El padre, gran muchacho, era uno de esos grandes proyectos de vida que tienen la desgracia de encontrarse con dos pibes antes de cumplir los veinte años, y no es que los críos en sí, ni la mujer o las mujeres que los traen al mundo, sean propiamente una desgracia, sino que la vida pide decisiones vertiginosas que uno no está en situación de tomar. No a los veinte años, quién sabe a los treinta. Ya no es libre. Qué importa que tenga un palmarés de maravillosas calificaciones en la escuela, un puñado de fieles amigos, muchos sueños y la vida toda por delante. Ya está. Uno se ató de pies y manos. Quizá con el primero, a lo mejor, pero el segundo es un golpe que hace realidad todos los fantasmas. Se crece de golpe.
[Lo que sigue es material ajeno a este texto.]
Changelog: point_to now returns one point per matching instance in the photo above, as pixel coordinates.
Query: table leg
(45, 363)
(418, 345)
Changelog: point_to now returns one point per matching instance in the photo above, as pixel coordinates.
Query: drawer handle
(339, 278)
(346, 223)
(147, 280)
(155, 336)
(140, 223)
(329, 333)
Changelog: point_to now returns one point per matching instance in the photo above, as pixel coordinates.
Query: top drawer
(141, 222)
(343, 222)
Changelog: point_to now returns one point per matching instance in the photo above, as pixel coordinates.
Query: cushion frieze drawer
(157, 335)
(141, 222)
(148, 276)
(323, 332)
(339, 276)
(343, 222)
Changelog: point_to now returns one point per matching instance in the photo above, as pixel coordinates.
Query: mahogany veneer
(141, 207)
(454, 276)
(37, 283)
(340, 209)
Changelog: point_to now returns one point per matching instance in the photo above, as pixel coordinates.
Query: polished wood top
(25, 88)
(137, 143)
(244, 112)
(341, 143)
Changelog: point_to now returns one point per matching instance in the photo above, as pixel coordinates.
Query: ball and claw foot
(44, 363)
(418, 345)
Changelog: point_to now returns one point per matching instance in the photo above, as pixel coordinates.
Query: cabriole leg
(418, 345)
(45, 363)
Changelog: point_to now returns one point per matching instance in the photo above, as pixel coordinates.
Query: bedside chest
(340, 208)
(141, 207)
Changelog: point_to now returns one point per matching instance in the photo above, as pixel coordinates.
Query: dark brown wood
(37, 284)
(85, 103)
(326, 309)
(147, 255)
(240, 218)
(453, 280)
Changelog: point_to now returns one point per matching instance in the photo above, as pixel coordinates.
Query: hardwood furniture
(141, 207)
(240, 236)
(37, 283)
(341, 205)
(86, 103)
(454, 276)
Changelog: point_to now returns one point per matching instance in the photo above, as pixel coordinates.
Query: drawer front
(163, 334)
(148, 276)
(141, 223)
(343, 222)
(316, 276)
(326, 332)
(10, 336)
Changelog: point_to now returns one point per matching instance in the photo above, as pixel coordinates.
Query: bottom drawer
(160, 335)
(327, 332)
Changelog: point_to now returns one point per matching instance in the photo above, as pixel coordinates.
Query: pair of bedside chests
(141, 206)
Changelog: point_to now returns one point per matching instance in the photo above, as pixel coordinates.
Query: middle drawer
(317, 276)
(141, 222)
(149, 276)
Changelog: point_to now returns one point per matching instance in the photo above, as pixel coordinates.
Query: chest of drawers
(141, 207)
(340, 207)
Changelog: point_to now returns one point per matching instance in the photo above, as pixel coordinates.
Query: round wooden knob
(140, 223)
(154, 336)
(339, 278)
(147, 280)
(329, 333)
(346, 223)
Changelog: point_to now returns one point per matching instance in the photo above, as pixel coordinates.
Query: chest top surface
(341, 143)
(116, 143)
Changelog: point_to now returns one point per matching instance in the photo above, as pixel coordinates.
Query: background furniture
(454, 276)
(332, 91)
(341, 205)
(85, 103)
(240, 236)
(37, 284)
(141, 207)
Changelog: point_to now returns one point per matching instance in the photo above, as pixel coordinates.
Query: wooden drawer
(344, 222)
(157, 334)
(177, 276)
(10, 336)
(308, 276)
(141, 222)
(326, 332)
O no se crece nunca.
Qué importaba si no la quería demasiado. ¿No dicen contigo, pan y cebolla? ¿Justo pan y cebolla? ¿No se podrá dar a cambio algo de pan o algo de cebolla con tal de matizar la frugalidad con otro sabor? Fue contigo, pan y cebolla mientras duró y hubieron otros dos chicos en común. Mirta era una gran mujer. Puso el hombro cada vez que hizo falta y esto es algo más que una frase de fórmula, aunque hace veinte años tal vez la cosa era diferente. La mujer, incluso ella, sus ojos verdes nunca del todo marchitos, era educada para criar muchos hijos. Lejos se vivía de otro ideal de autorrealización que no fuese ése y caramba que le rendían honores.
La búsqueda de ese otro sabor, era previsible, años después lo llevó, incluso a él, que tan buen muchacho era, a las primeras infidelidades. No fue con cualquiera, claro que no. Fue con una experta. Adela era experta en el toco y me voy, pero algo de él la prendó de un modo que el rumor del barrio creyó definitivo. Adela, experta y todo, jamás, ni siquiera viviendo en pareja con él, pudo desprenderse del apellido de quien fuera su marido. El, ni siquiera viviendo con una mujer que tenía el apellido de otro, pudo olvidarse de Mirta, de sus cuatro hijos, de la cosquilla en el estómago de aquella vez, cuando todavía sin cumplir los veinte años, supo que el atraso que lo tenía con Jeús en la boca era tan definitivo como una muerte.
Ale y el Gallego siempre rivalizaron con eso. Cada vez que por alguna circunstancia se enfrascaban en alguna discusión que amenazaba no tener fin, Ale le decía al Gallego: andá, a vos no te querían. Lo decía con suma firmeza. Como si a él lo hubieran querido como ninguna otra cosa en el mundo.